Determine what happens if elected deferrals exceed the amount that is deductible. (Is the excess contribution refunded or kept in the plan as an after tax contribution?) Determine the contribution that is expected to be tax deductible.

4) Do cash flow planning for 2002 to accommodate new savings options.

We seem to be in a period when the ability of individuals to generate tax deductions is more limited by cash flow considerations than by limitations under the Internal Revenue Code. Individuals with the ability to fund these tax-deductible contributions will benefit greatly. Those who canʼt will pay the nationʼs income taxes. Action: Prepare cash flow calculations for 2002 if you are uncertain as to whether you will be able to fund deductible contributions. You can then make informed choices to either reduce consumption expenditures or incur debt to finance the retirement savings contributions.

(Our tax projection models feature calculations of cash flow after taxes, living expenses, and investments. These have been updated to reflect these new retirement savings options, and provide a quick assessment of the adequacy of your cash flow.)

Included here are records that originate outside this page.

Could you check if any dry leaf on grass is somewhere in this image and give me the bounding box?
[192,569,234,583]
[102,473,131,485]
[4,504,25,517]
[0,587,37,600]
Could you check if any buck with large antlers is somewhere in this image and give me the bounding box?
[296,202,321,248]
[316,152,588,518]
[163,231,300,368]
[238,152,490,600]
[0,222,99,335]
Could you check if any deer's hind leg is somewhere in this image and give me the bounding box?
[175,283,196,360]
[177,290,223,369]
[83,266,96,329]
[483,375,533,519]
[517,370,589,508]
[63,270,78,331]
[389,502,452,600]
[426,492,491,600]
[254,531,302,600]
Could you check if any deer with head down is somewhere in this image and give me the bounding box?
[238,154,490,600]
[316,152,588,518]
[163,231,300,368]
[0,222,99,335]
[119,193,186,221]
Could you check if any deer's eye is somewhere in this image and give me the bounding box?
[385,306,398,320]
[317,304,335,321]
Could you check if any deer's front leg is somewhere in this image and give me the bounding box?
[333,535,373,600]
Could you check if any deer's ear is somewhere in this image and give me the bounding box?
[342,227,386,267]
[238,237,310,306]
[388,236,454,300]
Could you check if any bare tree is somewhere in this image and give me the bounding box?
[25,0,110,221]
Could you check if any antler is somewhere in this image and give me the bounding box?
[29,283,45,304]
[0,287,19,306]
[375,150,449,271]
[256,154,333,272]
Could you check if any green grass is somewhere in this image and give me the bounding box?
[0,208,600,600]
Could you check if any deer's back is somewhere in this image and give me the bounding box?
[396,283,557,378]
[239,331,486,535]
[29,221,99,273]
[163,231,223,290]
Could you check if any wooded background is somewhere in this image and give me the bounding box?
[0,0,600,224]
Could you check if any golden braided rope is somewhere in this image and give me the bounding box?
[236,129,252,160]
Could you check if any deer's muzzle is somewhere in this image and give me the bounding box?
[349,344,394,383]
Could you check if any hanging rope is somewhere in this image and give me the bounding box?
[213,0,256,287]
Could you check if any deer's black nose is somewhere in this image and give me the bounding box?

5) Loans from qualified retirement plans can now be made to sole proprietors, partners, and S corporation shareholders.

Previously, loans from qualified retirement plans and IRA were considered to be prohibited transactions subject to a 15% excise tax. The only way an owner could access money in these plans was by taking a taxable distribution. This discouraged business owners from adopting qualified retirement plans because the money was essentially locked up in the plan until retirement age was attained.

The 2001 tax act allows the business owners noted above to borrow money from qualified retirement plans on the same basis as other employees. The maximum available loan is the lesser of $50,000 or 1⁄2 of the participantʼs vested benefits. If the loan proceeds are not used to purchase a principal residence, the loan must repaid over a 5-year period with level amortization of the loan balance, and payments must be made at least quarterly. (This change does not apply to IRAʼs or SEPʼs, and is effective starting in 2002.)

Action: Business owners should consider amending plan documents to allow for participant loans.

Business owners who might need access to funds before retirement should consider using Profit Sharing plans instead of SEPʼs.

6) Taxpayers who are required to make IRA distributions need to decide whether to use the new rules for 2001.

The IRS issued a new set of distribution rules during 2001, and taxpayers have the option this year of using these rules for determining minimum required distributions or using the old rules that had been in effect since 1987. Generally, a smaller distribution is allowed under the new rules if the designated beneficiary of the IRA owner was above age 60 at the time distributions commenced.

Action: Taxpayers who are required to make required IRA distributions should prepare distribution schedules reflecting the new regulations.

Before the 2001 distribution is made, the minimum distribution under the new rules should be compared to what was required under the old 1987 regulations.